お色気路線?       鈍速毎日『マジカロマジカル』

鈍速毎日『マジカロマジカル』他作品
08 /28 2015

 今の子供はかわいそうだ。簡単にエロが手に入るからな。


 ……昔は良かった、は老人の戯言でしか無いのですが、それでも『エロ』に関しては昔に生まれて良かったな~と思います。単純にありがたみの問題ですね。背徳感タップリにエロ本を川原に拾いに行く…というのはもはやギャグの世界と思われるかもしれないが、自分の世代は普通のことだった。手軽にエロが手に入らないんです。エロ本どころか今はネットとかで簡単に見れる。これは便利なコトなんだけど、これに関しては昔に生まれて良かったかな?(マンガに関してはベストだと思ってます)

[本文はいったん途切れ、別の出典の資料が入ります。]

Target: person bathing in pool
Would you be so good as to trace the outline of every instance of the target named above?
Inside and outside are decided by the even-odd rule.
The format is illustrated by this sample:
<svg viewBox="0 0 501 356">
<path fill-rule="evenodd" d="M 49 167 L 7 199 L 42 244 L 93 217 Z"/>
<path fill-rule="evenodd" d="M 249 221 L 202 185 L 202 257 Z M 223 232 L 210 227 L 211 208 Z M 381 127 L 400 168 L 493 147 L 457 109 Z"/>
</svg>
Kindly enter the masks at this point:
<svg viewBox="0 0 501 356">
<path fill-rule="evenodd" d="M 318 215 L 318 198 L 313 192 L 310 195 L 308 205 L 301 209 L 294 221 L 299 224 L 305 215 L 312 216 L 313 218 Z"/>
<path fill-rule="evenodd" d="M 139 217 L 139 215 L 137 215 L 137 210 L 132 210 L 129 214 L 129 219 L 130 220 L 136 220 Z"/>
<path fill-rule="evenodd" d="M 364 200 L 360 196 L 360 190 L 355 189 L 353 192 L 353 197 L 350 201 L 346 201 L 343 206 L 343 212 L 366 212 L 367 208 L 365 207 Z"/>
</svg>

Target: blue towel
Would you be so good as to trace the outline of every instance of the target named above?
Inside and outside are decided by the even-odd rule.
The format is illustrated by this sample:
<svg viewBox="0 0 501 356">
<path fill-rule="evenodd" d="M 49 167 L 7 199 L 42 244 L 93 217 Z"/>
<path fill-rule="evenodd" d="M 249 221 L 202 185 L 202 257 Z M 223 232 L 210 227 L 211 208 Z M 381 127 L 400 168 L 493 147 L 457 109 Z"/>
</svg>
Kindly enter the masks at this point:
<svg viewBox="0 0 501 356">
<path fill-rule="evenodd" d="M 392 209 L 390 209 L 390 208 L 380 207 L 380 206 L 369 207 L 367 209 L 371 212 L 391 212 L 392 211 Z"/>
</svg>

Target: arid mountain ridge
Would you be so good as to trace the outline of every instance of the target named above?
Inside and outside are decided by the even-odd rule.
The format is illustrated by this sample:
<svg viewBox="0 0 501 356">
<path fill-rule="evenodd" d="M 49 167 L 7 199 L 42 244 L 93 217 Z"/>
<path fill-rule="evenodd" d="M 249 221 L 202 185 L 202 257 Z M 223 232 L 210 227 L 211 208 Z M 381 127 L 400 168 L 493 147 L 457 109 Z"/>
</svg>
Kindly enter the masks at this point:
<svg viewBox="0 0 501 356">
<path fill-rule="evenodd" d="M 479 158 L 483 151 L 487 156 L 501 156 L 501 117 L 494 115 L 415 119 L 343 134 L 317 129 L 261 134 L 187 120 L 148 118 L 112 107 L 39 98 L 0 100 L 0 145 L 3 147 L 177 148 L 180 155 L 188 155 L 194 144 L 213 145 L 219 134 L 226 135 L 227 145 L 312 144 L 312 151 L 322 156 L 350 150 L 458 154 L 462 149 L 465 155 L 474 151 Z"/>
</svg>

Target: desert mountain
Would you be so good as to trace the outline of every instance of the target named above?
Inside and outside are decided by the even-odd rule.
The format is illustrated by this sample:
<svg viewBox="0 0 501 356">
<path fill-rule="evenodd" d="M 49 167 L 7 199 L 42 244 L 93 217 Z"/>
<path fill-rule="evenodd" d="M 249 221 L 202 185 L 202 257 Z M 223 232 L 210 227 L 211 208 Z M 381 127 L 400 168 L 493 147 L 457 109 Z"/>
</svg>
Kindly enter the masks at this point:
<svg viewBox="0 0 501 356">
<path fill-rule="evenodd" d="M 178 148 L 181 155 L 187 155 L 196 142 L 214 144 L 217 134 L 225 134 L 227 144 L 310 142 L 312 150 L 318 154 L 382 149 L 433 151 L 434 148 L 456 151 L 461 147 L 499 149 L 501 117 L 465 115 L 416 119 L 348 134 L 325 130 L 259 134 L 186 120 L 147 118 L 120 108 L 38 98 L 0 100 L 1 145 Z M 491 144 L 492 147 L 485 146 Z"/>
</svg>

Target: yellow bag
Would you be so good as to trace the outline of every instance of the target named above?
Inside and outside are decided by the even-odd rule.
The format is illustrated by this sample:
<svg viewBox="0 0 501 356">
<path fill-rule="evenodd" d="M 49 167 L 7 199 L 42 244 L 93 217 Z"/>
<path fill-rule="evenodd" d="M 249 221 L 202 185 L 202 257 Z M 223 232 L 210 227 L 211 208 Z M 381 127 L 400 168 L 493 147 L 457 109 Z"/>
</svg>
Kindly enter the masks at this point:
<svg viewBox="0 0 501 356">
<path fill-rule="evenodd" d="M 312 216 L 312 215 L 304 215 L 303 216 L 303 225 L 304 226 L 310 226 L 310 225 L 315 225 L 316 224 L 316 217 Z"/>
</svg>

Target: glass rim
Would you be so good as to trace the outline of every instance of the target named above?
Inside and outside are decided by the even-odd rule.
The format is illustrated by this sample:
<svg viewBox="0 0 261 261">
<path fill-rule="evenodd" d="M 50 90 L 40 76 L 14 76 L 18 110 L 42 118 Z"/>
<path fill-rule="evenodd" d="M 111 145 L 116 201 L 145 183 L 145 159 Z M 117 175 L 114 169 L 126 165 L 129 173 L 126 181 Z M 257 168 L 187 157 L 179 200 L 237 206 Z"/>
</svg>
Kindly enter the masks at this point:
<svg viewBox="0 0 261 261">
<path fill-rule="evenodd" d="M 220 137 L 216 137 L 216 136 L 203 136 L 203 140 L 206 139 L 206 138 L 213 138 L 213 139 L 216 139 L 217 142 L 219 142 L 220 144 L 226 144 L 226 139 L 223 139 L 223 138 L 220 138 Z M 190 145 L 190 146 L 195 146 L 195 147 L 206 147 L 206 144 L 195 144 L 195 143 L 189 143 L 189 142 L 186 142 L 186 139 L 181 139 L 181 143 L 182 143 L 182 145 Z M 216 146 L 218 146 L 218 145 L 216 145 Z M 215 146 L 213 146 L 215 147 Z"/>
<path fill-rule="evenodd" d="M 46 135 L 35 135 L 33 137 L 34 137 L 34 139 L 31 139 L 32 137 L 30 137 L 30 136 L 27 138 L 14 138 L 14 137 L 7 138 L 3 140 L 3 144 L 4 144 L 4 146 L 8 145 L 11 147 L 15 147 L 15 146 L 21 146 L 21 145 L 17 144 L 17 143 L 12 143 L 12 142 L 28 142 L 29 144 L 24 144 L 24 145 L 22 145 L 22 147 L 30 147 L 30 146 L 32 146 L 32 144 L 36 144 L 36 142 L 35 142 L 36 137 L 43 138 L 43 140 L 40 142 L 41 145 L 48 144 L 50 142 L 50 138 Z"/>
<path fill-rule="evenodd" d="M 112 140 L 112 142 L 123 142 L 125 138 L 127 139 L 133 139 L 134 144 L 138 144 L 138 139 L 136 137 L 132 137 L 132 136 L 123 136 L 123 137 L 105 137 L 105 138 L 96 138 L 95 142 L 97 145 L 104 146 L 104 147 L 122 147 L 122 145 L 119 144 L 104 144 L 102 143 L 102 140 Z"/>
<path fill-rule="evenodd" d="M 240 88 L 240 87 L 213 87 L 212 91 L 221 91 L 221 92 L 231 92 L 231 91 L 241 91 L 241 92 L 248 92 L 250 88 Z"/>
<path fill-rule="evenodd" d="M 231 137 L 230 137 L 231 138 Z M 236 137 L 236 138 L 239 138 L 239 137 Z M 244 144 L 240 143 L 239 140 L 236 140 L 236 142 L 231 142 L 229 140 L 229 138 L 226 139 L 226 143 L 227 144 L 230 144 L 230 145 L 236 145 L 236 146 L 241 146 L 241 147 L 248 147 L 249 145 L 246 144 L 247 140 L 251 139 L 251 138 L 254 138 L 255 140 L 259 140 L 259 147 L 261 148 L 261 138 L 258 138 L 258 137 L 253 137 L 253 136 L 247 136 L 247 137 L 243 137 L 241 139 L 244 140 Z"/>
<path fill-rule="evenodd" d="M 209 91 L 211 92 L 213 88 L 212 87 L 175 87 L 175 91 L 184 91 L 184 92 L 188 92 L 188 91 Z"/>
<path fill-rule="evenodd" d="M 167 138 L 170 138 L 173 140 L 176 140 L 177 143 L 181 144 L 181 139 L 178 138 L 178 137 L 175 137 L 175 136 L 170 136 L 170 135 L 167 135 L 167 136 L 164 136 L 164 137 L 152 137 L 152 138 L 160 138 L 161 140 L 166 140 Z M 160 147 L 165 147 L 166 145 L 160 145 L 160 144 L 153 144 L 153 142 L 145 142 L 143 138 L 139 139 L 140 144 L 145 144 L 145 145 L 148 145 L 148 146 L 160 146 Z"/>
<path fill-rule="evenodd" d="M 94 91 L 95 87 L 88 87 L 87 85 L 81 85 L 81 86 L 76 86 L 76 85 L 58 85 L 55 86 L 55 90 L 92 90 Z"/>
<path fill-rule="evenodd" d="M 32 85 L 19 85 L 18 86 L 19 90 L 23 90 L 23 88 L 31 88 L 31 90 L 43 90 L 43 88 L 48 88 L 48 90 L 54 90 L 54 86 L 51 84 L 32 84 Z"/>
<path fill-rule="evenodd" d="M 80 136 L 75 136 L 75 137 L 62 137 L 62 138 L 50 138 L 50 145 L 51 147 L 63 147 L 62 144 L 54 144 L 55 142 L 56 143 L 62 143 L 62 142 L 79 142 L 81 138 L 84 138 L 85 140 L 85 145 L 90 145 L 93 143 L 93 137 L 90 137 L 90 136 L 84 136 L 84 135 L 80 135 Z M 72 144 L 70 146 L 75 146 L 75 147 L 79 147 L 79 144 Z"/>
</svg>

 とりあえず、エロの難易度は下がった…という現状は確かだと思いますが。で、不思議なのがチャンピオンって露骨にダイレクトエロスで売り出すコトが多いのだけど、これはなぜなのだろう?だって、簡単に見れる時代にチャンピオン誌であったら下着あたりまでがボーダーラインかな~と。だとしたら、そのラインいっぱいの工夫が必要なのにダイレクトなんだもん。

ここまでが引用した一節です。